The clustering algorithms in this chapter have been demonstrated using a stylized visualization of data in two dimensions, with the difference between the various items indicated by how far apart they are in the diagram. Since most real-life examples of items you would want to cluster have more than two numbers, you can't just take the data as-is and plot it in two dimensions. However, to understand the relationship between the various items, it would be very useful to see them charted on a page with closer distances indicating similarity.
This section will introduce a technique called multidimensional scaling, which will be used to find a two-dimensional representation of the dataset. The algorithm takes the difference between every pair of items and tries to make a chart in which the distances between the items match those differences. To do this, the algorithm first calculates the target distances between all the items. In the blog dataset, Pearson correlation was used to compare the items. An example of this is shown in Table 3-2.

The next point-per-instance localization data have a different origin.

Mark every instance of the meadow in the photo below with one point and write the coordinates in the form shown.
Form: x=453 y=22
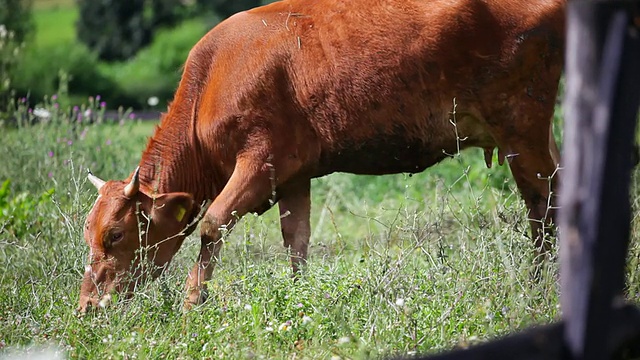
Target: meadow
x=398 y=264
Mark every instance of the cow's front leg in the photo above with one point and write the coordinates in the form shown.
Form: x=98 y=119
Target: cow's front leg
x=295 y=209
x=248 y=187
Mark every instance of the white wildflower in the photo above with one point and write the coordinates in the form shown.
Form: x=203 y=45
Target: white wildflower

Table 3-2. Sample distance matrix
A | B | C | D | |
---|---|---|---|---|
A | 0.0 | 0.2 | 0.8 | 0.7 |
B | 0.2 | 0.0 | 0.9 | 0.8 |
C | 0.8 | 0.9 | 0.0 | 0.1 |
D | 0.7 | 0.8 | 0.1 | 0.0 |
Next, all the items (blogs, in this case) are placed randomly on the two-dimensional chart, as shown in Figure 3-7.
Figure 3-7. Starting locations of the 2D projection
The current distances between all the items are calculated using the ...